Arthur sendiri melepas pakaiannya, berbalik tidur di sisi lain, namun tidak bisa tidur, bahkan bagian bawah tubuhnya sudah keras bisa memecah kacang. Ia memang bukan orang suci, meski bertekad tidak menyakiti Morgan, tubuhnya tetap bereaksi jujur. Ia menahan diri semalaman.

Pagi hari, “Aaaaa...” Terdengar teriakan nyaring, Arthur mendapat tendangan keras di pantat.

“Aduh, kau gila!

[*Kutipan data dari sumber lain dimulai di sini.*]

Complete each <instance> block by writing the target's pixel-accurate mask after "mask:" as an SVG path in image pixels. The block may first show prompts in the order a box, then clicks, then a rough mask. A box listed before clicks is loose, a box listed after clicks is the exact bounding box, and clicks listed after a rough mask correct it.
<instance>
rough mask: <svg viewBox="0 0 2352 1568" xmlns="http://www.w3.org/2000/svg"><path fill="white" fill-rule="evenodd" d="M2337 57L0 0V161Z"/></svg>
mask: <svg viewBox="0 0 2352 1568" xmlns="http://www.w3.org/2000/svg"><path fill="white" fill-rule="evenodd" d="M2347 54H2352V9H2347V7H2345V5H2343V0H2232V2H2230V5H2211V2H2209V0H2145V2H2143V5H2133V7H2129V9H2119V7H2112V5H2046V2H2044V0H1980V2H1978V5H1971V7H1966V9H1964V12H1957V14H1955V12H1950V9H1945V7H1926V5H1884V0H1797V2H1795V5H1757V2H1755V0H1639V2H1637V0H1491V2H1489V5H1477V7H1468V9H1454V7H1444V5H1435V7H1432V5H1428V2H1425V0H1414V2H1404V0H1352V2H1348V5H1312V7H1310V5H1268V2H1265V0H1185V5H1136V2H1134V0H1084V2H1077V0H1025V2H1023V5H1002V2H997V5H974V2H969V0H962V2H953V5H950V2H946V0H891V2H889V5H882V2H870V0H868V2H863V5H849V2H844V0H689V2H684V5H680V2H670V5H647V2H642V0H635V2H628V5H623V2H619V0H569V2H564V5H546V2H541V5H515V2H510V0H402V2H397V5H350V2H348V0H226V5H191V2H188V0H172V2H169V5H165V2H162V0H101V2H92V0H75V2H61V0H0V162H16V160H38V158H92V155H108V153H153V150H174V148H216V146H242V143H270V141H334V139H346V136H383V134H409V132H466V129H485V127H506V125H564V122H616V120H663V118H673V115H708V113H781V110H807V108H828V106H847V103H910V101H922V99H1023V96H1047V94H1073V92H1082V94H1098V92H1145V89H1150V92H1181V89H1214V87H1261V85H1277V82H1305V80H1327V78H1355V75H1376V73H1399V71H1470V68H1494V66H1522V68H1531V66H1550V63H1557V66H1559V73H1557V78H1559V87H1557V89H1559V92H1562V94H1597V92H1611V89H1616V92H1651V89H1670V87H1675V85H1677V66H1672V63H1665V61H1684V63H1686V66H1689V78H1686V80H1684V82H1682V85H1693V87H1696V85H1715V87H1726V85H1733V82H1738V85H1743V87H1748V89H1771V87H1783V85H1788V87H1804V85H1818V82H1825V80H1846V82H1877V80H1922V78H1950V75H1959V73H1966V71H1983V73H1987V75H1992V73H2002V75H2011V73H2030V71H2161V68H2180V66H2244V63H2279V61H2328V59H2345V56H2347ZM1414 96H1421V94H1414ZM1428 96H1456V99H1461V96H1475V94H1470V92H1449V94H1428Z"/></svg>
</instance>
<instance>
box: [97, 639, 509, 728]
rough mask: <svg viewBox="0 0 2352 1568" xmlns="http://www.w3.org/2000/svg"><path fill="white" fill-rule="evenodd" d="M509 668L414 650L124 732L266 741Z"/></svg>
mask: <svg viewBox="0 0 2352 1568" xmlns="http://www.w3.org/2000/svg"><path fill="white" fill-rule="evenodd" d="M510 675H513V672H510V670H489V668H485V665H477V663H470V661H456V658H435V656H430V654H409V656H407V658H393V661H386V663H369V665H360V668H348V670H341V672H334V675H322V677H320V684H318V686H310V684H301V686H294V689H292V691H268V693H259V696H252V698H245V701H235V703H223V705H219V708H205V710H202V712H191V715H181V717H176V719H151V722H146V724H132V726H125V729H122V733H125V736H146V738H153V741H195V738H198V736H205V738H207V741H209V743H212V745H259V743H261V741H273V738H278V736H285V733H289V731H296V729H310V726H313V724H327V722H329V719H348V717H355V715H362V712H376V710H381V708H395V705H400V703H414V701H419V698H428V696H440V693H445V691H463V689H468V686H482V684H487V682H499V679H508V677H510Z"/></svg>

Aku baru saja tertidur.” Arthur mengelus pantat, hanya mengenakan pakaian tipis, bagian bawah masih berdiri tegak, bahkan tidak tahu bagaimana bisa tertidur semalam.

“Apa yang kau lakukan padaku, aku akan membunuhmu!” Morgan menangis, menatap Arthur lalu melihat seprai yang penuh darah, bahkan orang bodoh pun tahu apa yang terjadi semalam.

Sebuah bola api melesat ke arah Arthur, ia buru-buru melindungi wajah dengan tangan, cincin di tangan kirinya memancarkan cahaya kuat, bersinar bersama cincin di tangan Morgan. Bola api itu lenyap di udara.

“Cincin Teos, siapa yang memberimu?”

Arthur tersenyum licik, “Selamat pagi, istriku. Kemarin kau begitu bersemangat, kenapa sekarang berpura-pura tidak mengenalku?”

(Aku pernah menginjak puncak gunung, pernah jatuh ke lembah, tapi belum pernah melihat orang setebal muka seperti dirimu. Kau, bukan tokoh utama yang kutulis.)